De la Movida habrá que hacer algún día un estudio serio de verdad. Empezó en el año 83, cuando yo ya había grabado cuatro discos. Cuando llegaron los ayuntamientos democráticos, se abrió la cultura: hubo más asociaciones de vecinos, más teatros, más cine... Ocurrió algo que no se puede negar. Lo que pasa es que creo que también hubo mucho niño bien portándose mal, mientras que nosotros éramos como éramos desde el primer momento. No sé, es algo que a lo mejor habrá que estudiar con mayor profundidad y distancia.
—¿Considera que usted asumía más riesgos?
A mí me hicieron entonces una pregunta por la que algunos se enfadaron mucho conmigo. Yo dividía entre el rock y el pop, y decía: «Los que hacemos rock nos hemos comprado guitarras trabajando, y, a los que hacen pop, se las han comprado sus padres». Y eso, que no es una regla sagrada, sí funciona en términos generales.

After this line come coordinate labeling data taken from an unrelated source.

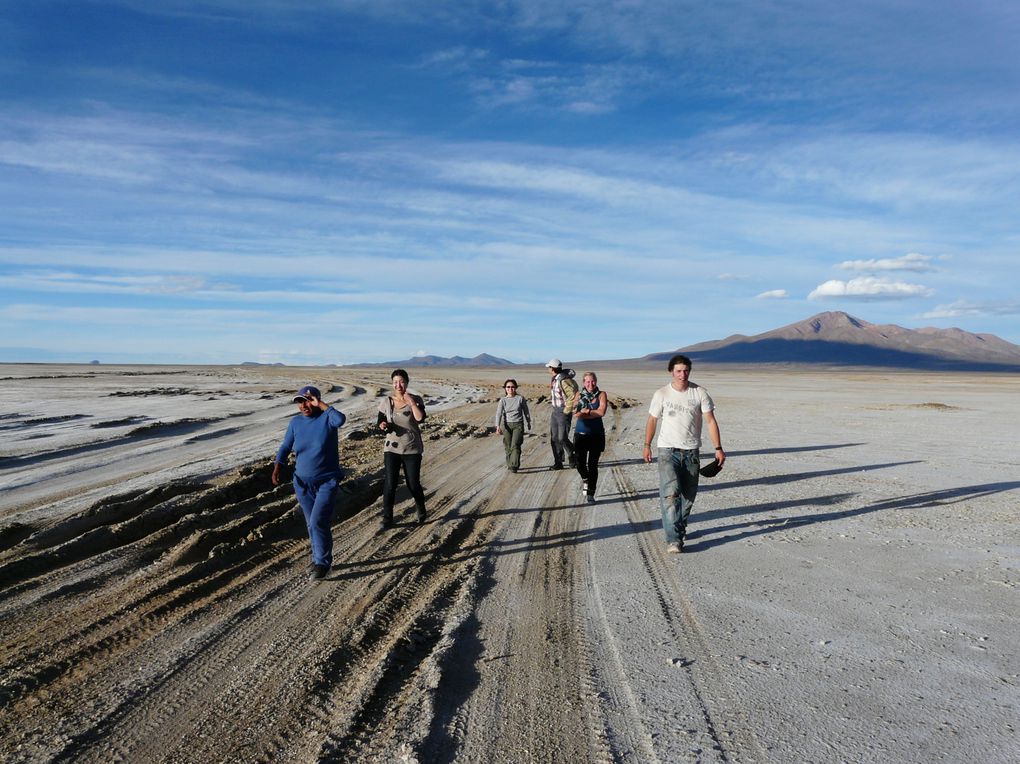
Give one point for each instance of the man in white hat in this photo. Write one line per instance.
(562, 395)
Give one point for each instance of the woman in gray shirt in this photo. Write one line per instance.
(399, 416)
(511, 414)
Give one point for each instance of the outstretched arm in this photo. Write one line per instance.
(649, 435)
(713, 433)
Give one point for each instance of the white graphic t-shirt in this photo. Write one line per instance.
(679, 415)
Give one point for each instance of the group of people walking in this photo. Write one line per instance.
(588, 404)
(677, 412)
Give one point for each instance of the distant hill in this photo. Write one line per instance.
(838, 339)
(482, 359)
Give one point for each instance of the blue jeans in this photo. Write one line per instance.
(677, 489)
(318, 502)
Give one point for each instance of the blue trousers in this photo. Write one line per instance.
(677, 489)
(318, 503)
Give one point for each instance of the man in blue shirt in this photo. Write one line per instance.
(312, 437)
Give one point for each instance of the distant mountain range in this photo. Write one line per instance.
(838, 339)
(482, 359)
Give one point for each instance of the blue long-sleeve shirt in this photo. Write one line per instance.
(314, 441)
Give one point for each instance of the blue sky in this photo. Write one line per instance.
(287, 181)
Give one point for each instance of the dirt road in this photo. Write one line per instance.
(155, 607)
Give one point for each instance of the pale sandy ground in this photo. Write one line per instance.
(849, 592)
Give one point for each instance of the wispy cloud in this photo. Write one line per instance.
(965, 308)
(912, 262)
(869, 288)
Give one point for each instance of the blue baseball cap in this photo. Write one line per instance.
(307, 392)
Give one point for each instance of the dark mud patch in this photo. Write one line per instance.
(180, 426)
(152, 392)
(125, 421)
(14, 421)
(213, 436)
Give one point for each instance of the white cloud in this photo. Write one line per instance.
(912, 262)
(967, 308)
(869, 288)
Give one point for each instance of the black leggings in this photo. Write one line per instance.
(588, 449)
(412, 476)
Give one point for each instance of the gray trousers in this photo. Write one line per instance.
(559, 429)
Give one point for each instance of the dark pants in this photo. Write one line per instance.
(588, 450)
(412, 476)
(513, 437)
(318, 502)
(559, 430)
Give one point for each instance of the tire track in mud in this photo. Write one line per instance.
(727, 724)
(111, 627)
(390, 658)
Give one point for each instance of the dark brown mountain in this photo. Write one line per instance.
(482, 359)
(838, 339)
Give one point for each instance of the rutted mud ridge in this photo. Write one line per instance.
(163, 614)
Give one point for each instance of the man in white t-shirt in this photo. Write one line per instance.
(682, 407)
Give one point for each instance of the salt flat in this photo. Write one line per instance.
(849, 591)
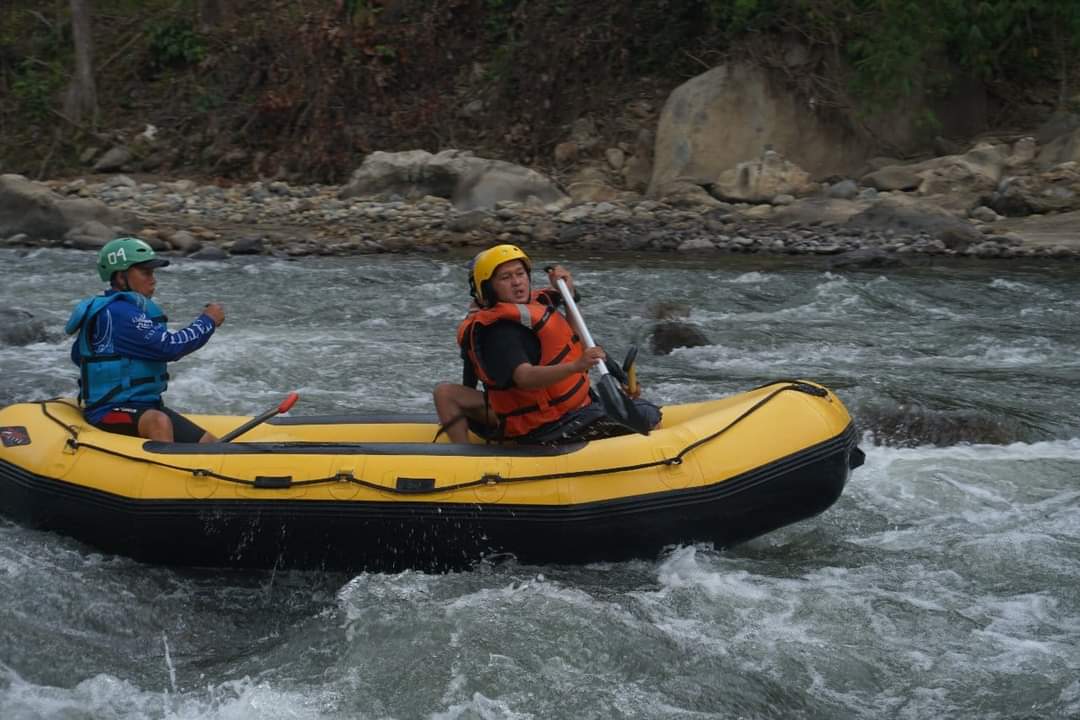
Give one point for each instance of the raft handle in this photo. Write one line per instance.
(273, 481)
(416, 484)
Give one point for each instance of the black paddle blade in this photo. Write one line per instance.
(619, 407)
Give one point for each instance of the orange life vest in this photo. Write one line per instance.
(522, 410)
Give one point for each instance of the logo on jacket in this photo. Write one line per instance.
(14, 435)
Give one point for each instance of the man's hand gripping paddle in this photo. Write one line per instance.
(285, 405)
(616, 404)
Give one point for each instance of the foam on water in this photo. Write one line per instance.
(941, 584)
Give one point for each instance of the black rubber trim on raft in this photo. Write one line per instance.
(665, 500)
(439, 449)
(399, 533)
(73, 444)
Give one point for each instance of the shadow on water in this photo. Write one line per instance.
(914, 425)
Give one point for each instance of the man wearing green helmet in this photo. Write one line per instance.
(123, 347)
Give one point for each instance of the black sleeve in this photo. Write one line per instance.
(469, 378)
(503, 347)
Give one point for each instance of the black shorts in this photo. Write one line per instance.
(124, 421)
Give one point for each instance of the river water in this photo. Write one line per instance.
(945, 582)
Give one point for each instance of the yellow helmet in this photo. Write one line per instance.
(483, 268)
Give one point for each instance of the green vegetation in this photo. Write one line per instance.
(174, 44)
(311, 85)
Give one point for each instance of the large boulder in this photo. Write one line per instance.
(36, 211)
(763, 179)
(1056, 190)
(732, 113)
(912, 215)
(467, 180)
(1063, 149)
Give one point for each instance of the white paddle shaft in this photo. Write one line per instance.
(578, 320)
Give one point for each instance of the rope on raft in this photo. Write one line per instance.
(73, 444)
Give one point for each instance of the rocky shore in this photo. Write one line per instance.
(278, 218)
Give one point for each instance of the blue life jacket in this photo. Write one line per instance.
(108, 377)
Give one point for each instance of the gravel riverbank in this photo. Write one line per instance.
(279, 218)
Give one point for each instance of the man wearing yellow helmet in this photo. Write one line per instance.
(122, 348)
(530, 361)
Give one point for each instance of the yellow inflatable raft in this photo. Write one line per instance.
(355, 492)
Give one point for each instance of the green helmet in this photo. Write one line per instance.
(123, 253)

Sin duda, era mucho más arriesgado cantar «Marica de terciopelo» que decir que te habías perdido en el hipermercado...
—¿Se definiría, entonces, como un provocador?
Salir en un programa de la televisión nacional, la única que había, con una audiencia de 18 millones de espectadores un sábado por la noche, vestido con un traje y un rombo en un ojo y cantando «Marica de terciopelo», no sé si es cosa de un provocador o no, pero que iba a provocar estaba clarísimo. Al día siguiente no se hablaba de otra cosa. Y en ese momento, unos deciden que lo que han visto les gusta y se ponen de tu lado, y otros que no les gusta nada y se ponen del otro.
—Conoció a Francisco Umbral. ¿Cómo fue el trato entre ustedes?
Paco y yo fuimos muy amigos, y además de verdad: hablábamos, nos encontrábamos y nos contábamos cosas. Sé cosas de Paco que no se pueden contar: esa es la amistad. Entre Paco y yo hubo amor a primera vista. Él escribió una cosa, lo leí y me pareció impactante. Lo llamé inmediatamente, y le di las gracias. Y así hasta una semana antes de que mueriese.
—Durante un concierto afirmó que no había «huevos» para que dejara de cantar. ¿Lo mantiene?
Claro. Lo dije en el año 78, ahora estamos en el 2017. Han pasado casi 40 años y no ha habido manera, aunque lo hayan intentado.